After a spell I replaced the Corona Reserva power cable with another Gran Corona. Wow. I never thought a day would come where I’d say that the Corona sounded small or hazy compared to another power cable yet that's pretty much what I experienced. Music seemed to shrink a tad, clarity took a step back even while there were gains in weightiness and tonal richness. The Reserva was far more open, clean and dynamic. Leading edges and note decays were far more realized with this bronze-sheathed beauty. The Gran Corona and Corona Reserva were so different, I had difficulty believing both came from the same man.

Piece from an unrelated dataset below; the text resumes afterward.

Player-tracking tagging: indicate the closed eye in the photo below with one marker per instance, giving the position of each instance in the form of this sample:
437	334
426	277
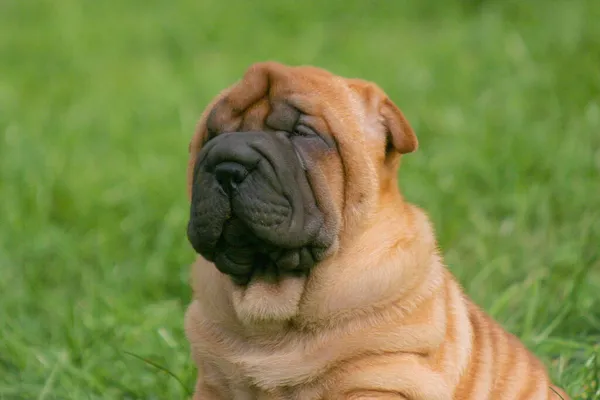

That mid-bottom fullness which didn’t seem to stand out to the same degree previously could still be a boon in many systems but perhaps a tad too much in others. And rather than displaying a set of individual sonic traits, the Reserva Corona power cord was more about overall natural coherence and believability - the big picture if you will. Yes, other power cables might offer up a bit more detail (or at least the illusion thereof), deeper bass or better sense of texture and scale but very few will match the top to bottom unifying nature of the Corona Reserva. Another plus was that the Sablon was gorgeously appointed (as are the speaker cables and interconnects) and had realized real gains in flexibility and lightness.

I still hold the Gran Corona in high regard and quite enjoy it connected to my DAC while the Reserva facilitates electron flow to and from my amp. The best of both worlds I suppose but the Reserva Corona strikes me as the superior, more universal cable. I think the Reserva cables are excellent and worthy successors to the previous Panatela/Corona line which impressed enough to win an award. Without issuing a new one, I see no reason not to extend the original award to these improved replacements. These preserve all of the even balance and musicality of the previous lot but go several steps further into transparency, excitement and resolution without crossing that very fine line into the clinical and analytical. And unlike their namesake, they won’t cause lung cancer or annoy the non-smokers in your home. Warmly recommended.
Quality of packing: No issues
Reusability of packing: Seems reusable several times.
Condition of component received: Perfect.
Human interactions: Professional and friendly.
Pricing: Good value.
Final comments & suggestions: Money back (less 10%) 30-day in home trial period.